Barbara Kingsolver's lyrical writing is always a pleasure to read. In Flight Behavior she uses her lovely prose to address climate change head-on. A scientist herself, Kingsolver has a strong message for the reader, and she delivers it sharply.
The author sets this story in the Tennessee mountains of Appalachia, where millions of confused monarch butterflies have converged, struggling to overwinter way too far north. It is a species in desperate search for survival and it may not succeed. The butterflies’ normal winter home in the mountains of Michoacán, Mexico has been destroyed by flood. The milkweed plant, so important to their survival of their offspring, has burned up in the extreme heat of the plains. There are plenty of biblical references and apocalyptic metaphors throughout this book. We are, after all, in the Bible Belt of the South.
Dellarobia Turnbow, the main character of this novel, is a rural Tennessee woman. Now 28-years-old, she lives with her husband and two children on a sheep farm owned by her in-laws. She loves her children and feels affection for her husband, but Dellarobia is itching for change. She should have headed off to college after high school, but now feels trapped by the hurried-up marriage that was the result of a teenage pregnancy more than ten years ago.

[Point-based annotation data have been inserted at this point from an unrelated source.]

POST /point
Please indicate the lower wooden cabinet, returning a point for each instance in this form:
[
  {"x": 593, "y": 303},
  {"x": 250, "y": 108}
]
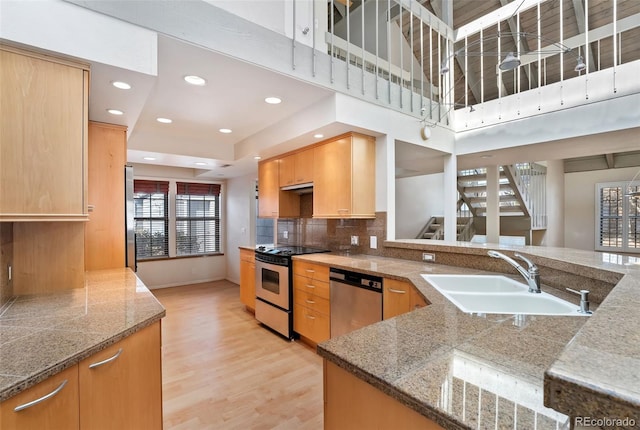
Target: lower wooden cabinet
[
  {"x": 121, "y": 386},
  {"x": 351, "y": 403},
  {"x": 311, "y": 310},
  {"x": 399, "y": 297},
  {"x": 248, "y": 278},
  {"x": 58, "y": 407}
]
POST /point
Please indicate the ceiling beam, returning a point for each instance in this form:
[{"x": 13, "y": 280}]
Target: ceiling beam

Dellarobia is the first to discover the butterflies on her in-laws' land. When news of the monarch phenomenon spreads, nature-lovers, environmental activists, the press, and scientists descend on the Turnbow's rural Tennessee community, each group representing a different point-of-view in the climate change debate. The doubters are largely the local residents, but Dellarobia does not comfortably align with them. The influx of the outside world intrigues her. She is smitten by the charming, handsome head scientist who has devoted his entire career to the monarchs, and she is smart enough to understand the environmental calamity that she might be witnessing. Forces of nature (or God's will) have probably changed the lives of the monarchs forever; perhaps they will change Dellarobia's life as well.
Flight Behavior could be a great choice for book discussion groups.